UnitedHealth’s central challenge to the rule is it violates actuarial equivalence by relying on both supported and unsupported codes to calculate risk in traditional Medicare, but only supported codes backed by medical records in the MA program. That results in different payments for identical beneficiaries in MA and fee-for-service Medicare, systematically devaluing MA payments to insurers by measuring overpayments based on audited patient records, the Minnesota-based payer alleged.
However, in its 49-page decision issued Friday, the D.C. appeals court thoroughly denied that argument.
“There is no legal or factual basis for UnitedHealth’s claim,” the court wrote.
“Even if actuarial equivalence applied as UnitedHealth suggests, it would be UnitedHealth’s burden to show the systematically skewed inaccuracies on which its theory depends, which it has not done. Also fatal to UnitedHealth’s claim is that it never challenged the values CMS assigned to the risk factors it identified or the level of the capitation payments resulting from CMS’s risk-adjustment model,” the court ruled. “It cannot belatedly do so in the guise of a challenge to the Overpayment Rule.”

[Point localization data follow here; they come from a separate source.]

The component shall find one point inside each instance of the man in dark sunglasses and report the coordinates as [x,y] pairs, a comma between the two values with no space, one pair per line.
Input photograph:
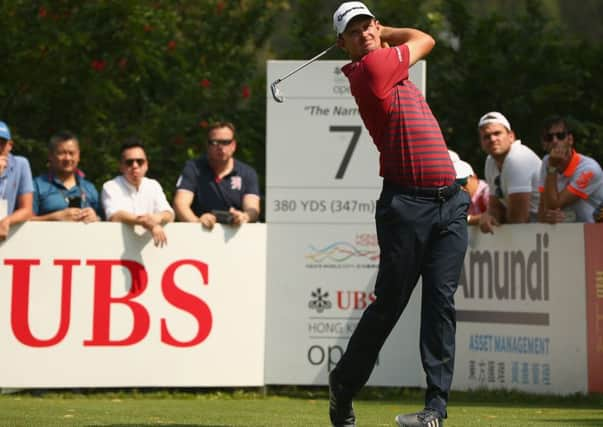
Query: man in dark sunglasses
[511,171]
[134,199]
[571,184]
[217,187]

The court also rejected UnitedHealth’s arguments that the overpayment rule violates the “same methodology” requirement mandating CMS use the same risk-adjustment model in computing its data that it uses to set monthly MA payments; and its claim that the rule is arbitrary and capricious, for the same reasons.
UnitedHealthcare is the largest MA insurer by enrollment, with 27% of the market, according to the Kaiser Family Foundation. However, it’s not the only payer to clash with regulators over payments in the program.
Earlier this month, CVS Health reported in a financial filing with the Securities and Exchange Commission that HHS OIG is auditing its MA plans, while other insurers that have come under fire in the past year or so with audits, whistleblower lawsuits and major settlements for alleged overbilling include Cigna, Humana, Anthem and Kaiser Permanente.